Cochi: «I miei 80 anni? Sono sereno. Quando si ricomincia torno in tour con Renato Pozzetto al Lirico»»
di Ferruccio Gattuso

Cochi: «I miei 80 anni? Sono sereno, Quando si ricomincia torno in tour con Renato Pozzetto al Lirico»

Ha appena compiuto ottant’anni (11 marzo), e a spegnere quelle candeline, simbolicamente, ci si è messa tutta Milano. Cochi Ponzoni, al secolo Aurelio Ponzoni, non è eccessivo dirlo, è un simbolo della città e del meglio di quell’umorismo stralunato e surreale che, con il suo compagno storico Renato Pozzetto e con artisti come Enzo Jannacci, ha reso l’esperimento milanese qualcosa di unico, sin dagli anni ’60 e ‘70. Di questi tempi, sconforto, speranza e voglia di tornare a sorridere si danno una sorta di staffetta nell’animo dei milanesi, dunque le parole di Cochi possono servire, diciamo così, da ricostituente.

 

Cochi, come se la passa?

«Sono sereno, lo scorso fine settimana sono andato a fare il vaccino. Ho la fortuna di vivere una situazione agiata, abito in viale Jenner, una di quelle case antiche con un giardino in comune. Esco e mi faccio un giretto, quando posso vado a camminare. E sono in compagnia di mia moglie e mia figlia, che ha ventisei anni».

 

Lo dica, da buon papà si preoccuperà di più per lei?

«Più che altro sono dispiaciuto per il suo tempo congelato. A quell’età si deve fare. Per quello sono, e devo essere, ottimista. Nei vaccini, nella ripresa di tutto. I giovani come lei devono riprendersi la propria vita e i propri progetti».

 

Oltre a camminare, tra le mura di casa come passa il tempo?

«Leggo molto, e guardo film e fiction».

 

Le manca il palcoscenico?

«Ecco, quello è l’unico neo. E non è poco. Teatri chiusi, cinema chiusi, progetti raffreddati. E ne avevo per le mani».

Le racconti ai lettori di Leggo.

«A fine maggio inizio giugno sono impegnato con un film, una commedia incentrata su un gruppo di anziani alloggiati in una casa di riposo. Riescono a impossessarsi di un pulmino e scappano al mare. Una storia che ovviamente ha a che fare con la nostra attuale e collettiva sete di fuga dalle costrizioni».

 

E in teatro, il suo vero amore?

«Ho un paio di progetti, sempre due commedie, ma di questo non posso anticipare nulla. Il teatro affronta difficoltà più dure rispetto al cinema, la prudenza impone di aspettare. Se poi mi chiede quando si potrà tornare sul palcoscenico, dico che il buon senso suggerisce autunno di quest’anno».

 

I milanesi, si sa vanno sempre di fretta, e ad aspettare si innervosiscono: che consiglio ha da dare loro?

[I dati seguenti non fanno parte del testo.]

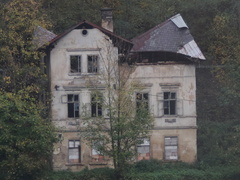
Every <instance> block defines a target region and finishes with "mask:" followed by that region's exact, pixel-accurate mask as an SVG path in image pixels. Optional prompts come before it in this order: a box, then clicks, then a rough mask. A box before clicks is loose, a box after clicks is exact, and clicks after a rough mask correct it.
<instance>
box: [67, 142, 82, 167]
mask: <svg viewBox="0 0 240 180" xmlns="http://www.w3.org/2000/svg"><path fill="white" fill-rule="evenodd" d="M80 157H81V146H80V141H79V140H69V141H68V162H69V163H80V162H81V158H80Z"/></svg>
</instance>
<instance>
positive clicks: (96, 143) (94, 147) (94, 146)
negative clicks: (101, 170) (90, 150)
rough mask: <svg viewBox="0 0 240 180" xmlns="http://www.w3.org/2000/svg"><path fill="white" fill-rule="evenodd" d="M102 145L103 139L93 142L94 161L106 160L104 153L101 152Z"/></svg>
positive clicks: (92, 155)
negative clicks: (101, 139)
mask: <svg viewBox="0 0 240 180" xmlns="http://www.w3.org/2000/svg"><path fill="white" fill-rule="evenodd" d="M102 146H103V143H102V141H93V142H92V161H94V162H99V161H104V155H103V153H102V152H101V149H102V148H101V147H102Z"/></svg>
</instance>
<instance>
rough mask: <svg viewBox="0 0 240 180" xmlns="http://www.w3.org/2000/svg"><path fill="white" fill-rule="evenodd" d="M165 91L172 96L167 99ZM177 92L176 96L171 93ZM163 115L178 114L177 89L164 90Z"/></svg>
mask: <svg viewBox="0 0 240 180" xmlns="http://www.w3.org/2000/svg"><path fill="white" fill-rule="evenodd" d="M165 93H169V94H170V95H169V96H170V98H167V99H165ZM173 93H174V94H175V98H172V97H171V95H172V94H173ZM173 102H174V113H171V111H172V110H171V104H172V103H173ZM166 103H167V104H168V107H167V109H168V113H165V109H166V108H165V104H166ZM163 115H164V116H176V115H177V92H176V91H164V92H163Z"/></svg>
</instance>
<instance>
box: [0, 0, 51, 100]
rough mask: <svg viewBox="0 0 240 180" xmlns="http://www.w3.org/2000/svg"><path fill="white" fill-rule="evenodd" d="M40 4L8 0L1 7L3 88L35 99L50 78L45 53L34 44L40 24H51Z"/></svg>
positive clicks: (28, 0)
mask: <svg viewBox="0 0 240 180" xmlns="http://www.w3.org/2000/svg"><path fill="white" fill-rule="evenodd" d="M40 7H41V1H34V0H26V1H20V0H13V1H9V2H7V3H5V4H4V5H3V7H2V9H1V11H0V14H1V20H0V21H1V23H0V36H1V39H0V44H1V46H0V68H1V70H2V75H3V78H2V79H1V88H2V89H1V90H4V91H7V92H14V93H16V92H21V93H22V94H23V95H24V96H25V98H34V99H36V100H37V99H38V98H39V95H40V93H41V91H42V90H44V89H45V88H44V87H46V85H47V84H46V82H47V81H46V75H45V74H44V73H43V71H42V69H41V67H43V64H42V62H41V60H40V57H41V55H42V53H40V52H38V51H36V47H35V46H34V44H33V32H34V29H35V28H36V27H37V25H39V26H42V27H48V26H49V25H50V24H49V23H46V21H45V16H44V14H42V13H41V11H40V9H41V8H40Z"/></svg>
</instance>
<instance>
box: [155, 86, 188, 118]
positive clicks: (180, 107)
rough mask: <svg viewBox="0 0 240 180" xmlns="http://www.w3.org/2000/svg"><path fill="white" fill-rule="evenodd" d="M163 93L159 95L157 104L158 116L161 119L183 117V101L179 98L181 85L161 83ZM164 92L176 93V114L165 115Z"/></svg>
mask: <svg viewBox="0 0 240 180" xmlns="http://www.w3.org/2000/svg"><path fill="white" fill-rule="evenodd" d="M159 85H160V87H161V91H160V92H159V93H157V103H158V109H157V112H158V116H159V117H163V116H165V117H177V116H182V115H183V108H184V107H183V100H182V99H180V98H179V97H180V96H179V87H180V84H178V83H177V84H165V83H163V84H162V83H160V84H159ZM164 92H170V93H175V100H176V102H175V114H165V113H164Z"/></svg>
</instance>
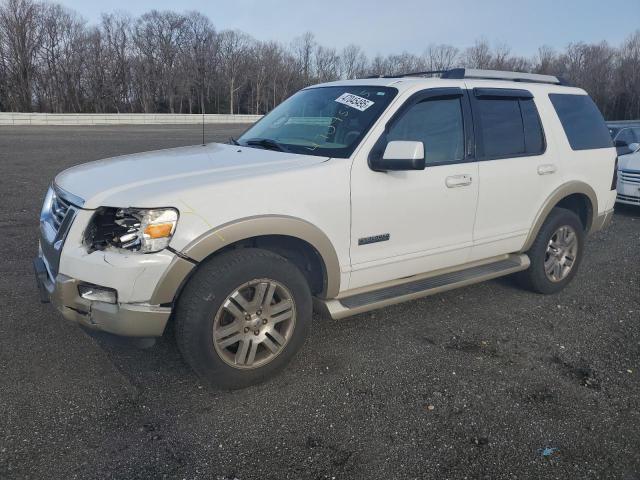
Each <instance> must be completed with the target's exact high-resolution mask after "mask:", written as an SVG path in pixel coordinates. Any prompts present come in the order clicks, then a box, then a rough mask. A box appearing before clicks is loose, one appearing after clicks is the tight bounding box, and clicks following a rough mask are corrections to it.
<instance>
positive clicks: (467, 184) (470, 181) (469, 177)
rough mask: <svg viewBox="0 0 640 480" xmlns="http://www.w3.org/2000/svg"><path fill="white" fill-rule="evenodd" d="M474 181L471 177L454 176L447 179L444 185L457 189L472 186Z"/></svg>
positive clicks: (447, 186)
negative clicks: (468, 186) (471, 183)
mask: <svg viewBox="0 0 640 480" xmlns="http://www.w3.org/2000/svg"><path fill="white" fill-rule="evenodd" d="M472 181H473V178H472V177H471V175H452V176H451V177H447V178H446V179H445V182H444V183H445V184H446V185H447V188H456V187H466V186H467V185H471V182H472Z"/></svg>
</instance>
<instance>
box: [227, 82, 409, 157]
mask: <svg viewBox="0 0 640 480" xmlns="http://www.w3.org/2000/svg"><path fill="white" fill-rule="evenodd" d="M397 93H398V91H397V90H396V89H395V88H389V87H373V86H357V85H354V86H342V87H317V88H310V89H307V90H301V91H300V92H298V93H296V94H295V95H293V96H292V97H290V98H289V99H287V100H286V101H284V102H283V103H281V104H280V105H278V106H277V107H276V108H275V109H273V110H272V111H271V112H270V113H269V114H267V115H266V116H265V117H264V118H263V119H262V120H260V121H259V122H258V123H256V124H255V125H254V126H253V127H251V128H250V129H249V130H247V131H246V132H245V133H244V134H243V135H242V136H241V137H240V138H239V139H238V143H239V144H240V145H243V146H252V147H256V148H269V149H274V150H276V149H277V150H283V151H288V152H293V153H302V154H307V155H318V156H323V157H338V158H347V157H349V156H350V155H351V154H352V153H353V151H354V150H355V148H356V147H357V146H358V144H359V143H360V140H362V137H364V135H365V134H366V133H367V131H368V130H369V129H370V128H371V126H372V125H373V123H374V122H375V121H376V120H377V119H378V117H380V115H381V114H382V112H384V110H385V109H386V108H387V106H388V105H389V103H390V102H391V100H392V99H393V97H395V96H396V94H397Z"/></svg>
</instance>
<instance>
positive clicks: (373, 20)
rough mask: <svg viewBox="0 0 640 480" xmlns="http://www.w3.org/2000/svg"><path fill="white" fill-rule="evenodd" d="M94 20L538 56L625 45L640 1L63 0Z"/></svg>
mask: <svg viewBox="0 0 640 480" xmlns="http://www.w3.org/2000/svg"><path fill="white" fill-rule="evenodd" d="M57 3H61V4H63V5H65V6H67V7H70V8H72V9H74V10H76V11H77V12H78V13H80V14H81V15H82V16H83V17H84V18H85V19H87V20H88V21H89V22H92V23H95V22H97V21H98V20H99V18H100V14H101V12H113V11H125V12H129V13H131V14H132V15H135V16H137V15H140V14H142V13H144V12H146V11H149V10H152V9H156V10H174V11H188V10H197V11H199V12H201V13H204V14H205V15H207V16H208V17H209V18H210V19H211V21H212V22H213V24H214V25H215V27H216V29H217V30H225V29H240V30H242V31H244V32H246V33H248V34H250V35H251V36H253V37H254V38H256V39H258V40H277V41H280V42H282V43H289V42H290V41H291V40H293V39H294V38H295V37H298V36H300V35H301V34H302V33H304V32H306V31H311V32H313V33H314V34H315V36H316V39H317V41H318V42H319V43H320V44H321V45H324V46H327V47H336V48H338V49H341V48H342V47H344V46H345V45H348V44H350V43H355V44H357V45H360V46H361V47H362V48H363V49H364V50H365V52H367V54H369V55H376V54H378V53H380V54H382V55H386V54H389V53H401V52H403V51H407V52H410V53H416V54H419V53H422V52H423V51H424V50H425V48H426V47H427V46H428V45H429V44H439V43H445V44H449V45H453V46H455V47H458V48H460V49H464V48H466V47H468V46H471V45H473V43H474V42H475V41H476V40H477V39H485V40H488V41H489V42H490V43H491V44H493V45H496V44H503V43H504V44H507V45H509V46H510V47H511V52H512V53H513V54H515V55H524V56H531V55H534V54H535V53H536V52H537V49H538V47H539V46H541V45H548V46H551V47H554V48H556V49H558V50H561V49H563V48H565V47H566V46H567V45H568V44H569V43H571V42H578V41H585V42H599V41H602V40H606V41H608V42H610V43H611V44H613V45H618V44H620V43H621V42H622V41H623V40H624V39H625V38H626V37H627V36H628V35H630V34H631V33H633V32H634V31H635V30H637V29H640V21H639V20H640V0H617V1H616V2H615V3H614V2H605V1H602V0H582V1H579V0H535V1H523V0H510V1H506V0H476V1H471V0H437V1H434V0H422V1H420V0H392V1H389V0H382V1H380V0H366V1H364V0H351V1H350V0H314V1H304V0H235V1H230V0H210V1H205V0H181V1H179V2H176V1H175V0H174V1H168V0H153V1H151V0H109V1H108V2H96V1H90V0H89V1H88V0H57Z"/></svg>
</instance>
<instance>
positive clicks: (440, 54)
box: [424, 45, 460, 71]
mask: <svg viewBox="0 0 640 480" xmlns="http://www.w3.org/2000/svg"><path fill="white" fill-rule="evenodd" d="M459 55H460V52H459V51H458V49H457V48H455V47H452V46H451V45H429V46H428V47H427V50H426V51H425V52H424V58H425V64H426V67H427V70H430V71H433V70H448V69H450V68H453V67H454V66H455V65H456V62H457V61H458V57H459Z"/></svg>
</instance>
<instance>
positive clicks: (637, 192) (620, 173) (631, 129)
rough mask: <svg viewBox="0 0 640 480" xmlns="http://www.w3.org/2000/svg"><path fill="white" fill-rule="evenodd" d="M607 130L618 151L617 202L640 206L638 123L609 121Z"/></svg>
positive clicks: (638, 126)
mask: <svg viewBox="0 0 640 480" xmlns="http://www.w3.org/2000/svg"><path fill="white" fill-rule="evenodd" d="M608 127H609V132H610V133H611V136H612V137H613V142H614V145H615V147H616V150H617V152H618V159H619V162H618V187H617V190H618V197H617V201H618V203H626V204H627V205H638V206H640V125H638V124H631V123H630V122H611V123H609V124H608Z"/></svg>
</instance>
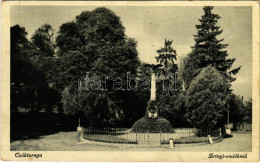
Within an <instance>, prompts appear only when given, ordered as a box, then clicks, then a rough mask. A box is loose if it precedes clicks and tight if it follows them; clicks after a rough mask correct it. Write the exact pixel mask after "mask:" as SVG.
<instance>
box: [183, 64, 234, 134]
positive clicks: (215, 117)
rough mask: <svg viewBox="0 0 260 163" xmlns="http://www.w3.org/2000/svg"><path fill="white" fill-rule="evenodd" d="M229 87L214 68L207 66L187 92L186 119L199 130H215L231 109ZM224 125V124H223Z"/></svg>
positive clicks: (222, 124) (222, 122) (198, 75)
mask: <svg viewBox="0 0 260 163" xmlns="http://www.w3.org/2000/svg"><path fill="white" fill-rule="evenodd" d="M228 88H229V85H228V84H227V83H226V82H225V80H224V77H223V75H222V74H220V73H219V72H218V71H217V70H216V69H215V68H214V67H212V66H207V67H205V68H203V69H202V70H201V72H200V73H199V75H198V76H196V77H195V78H194V80H193V81H192V82H191V84H190V87H189V89H188V90H187V99H186V109H187V113H186V118H187V119H188V121H189V122H190V123H191V124H193V125H194V127H196V128H199V129H204V130H205V129H213V128H214V127H216V125H219V123H224V122H223V121H222V120H223V119H222V118H223V114H224V113H225V111H227V110H228V109H229V106H228V100H229V98H230V96H229V91H228ZM222 125H223V124H222Z"/></svg>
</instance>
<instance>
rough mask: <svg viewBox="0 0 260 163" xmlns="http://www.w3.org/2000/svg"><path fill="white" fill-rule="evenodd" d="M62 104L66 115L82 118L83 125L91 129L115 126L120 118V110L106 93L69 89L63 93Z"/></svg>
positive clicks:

«Dico che tanti nodi si stanno sciogliendo, sono settimane cruciali. Forse è il caso di saper aspettare ancora un po’. E poi Milano si riprende sempre. Io sono del 1941, ho sfiorato la guerra da bimbo e ho visto la ricostruzione dopo il disastro. Milano ha dato l’esempio».

 

Il suo amico Renato le ha fatto gli auguri per i suoi 80 anni?

«Ovvio, è stato tra i primi. Ci conosciamo da quando siamo bambini, giocavamo in cortile. Le nostre due mamme erano amiche».

 

Ritornerete insieme?

«L’idea è quella. La festa sarebbe perfetta: Milano che si riprende dalla pandemia, il Teatro Lirico che riapre, e noi due su quel palcoscenico. È in programma».

 

C’è qualche amico cui ha pensato spegnendo le candeline?

«Enzo Jannacci, che ho sempre definito il mio fratello maggiore. E poi Bruno Lauzi e Nino Toffolo».

 

Ci sono eredi di Cochi & Renato?

«Viviamo un’epoca diversa, ma artisti come Aldo Giovanni e Giacomo, Maurizio Milani e Paolo Rossi li sentiamo vicini».

 

Ma è vero che lei e Renato , dopo gli spettacoli, andavate a farvi un piatto di cassoela all’alba?

«Verissimo. Facevamo una vita disordinata ma avevamo forti stomaci. Ricordo brindisi in autostrada alle sei del mattino, eravamo sempre in giro».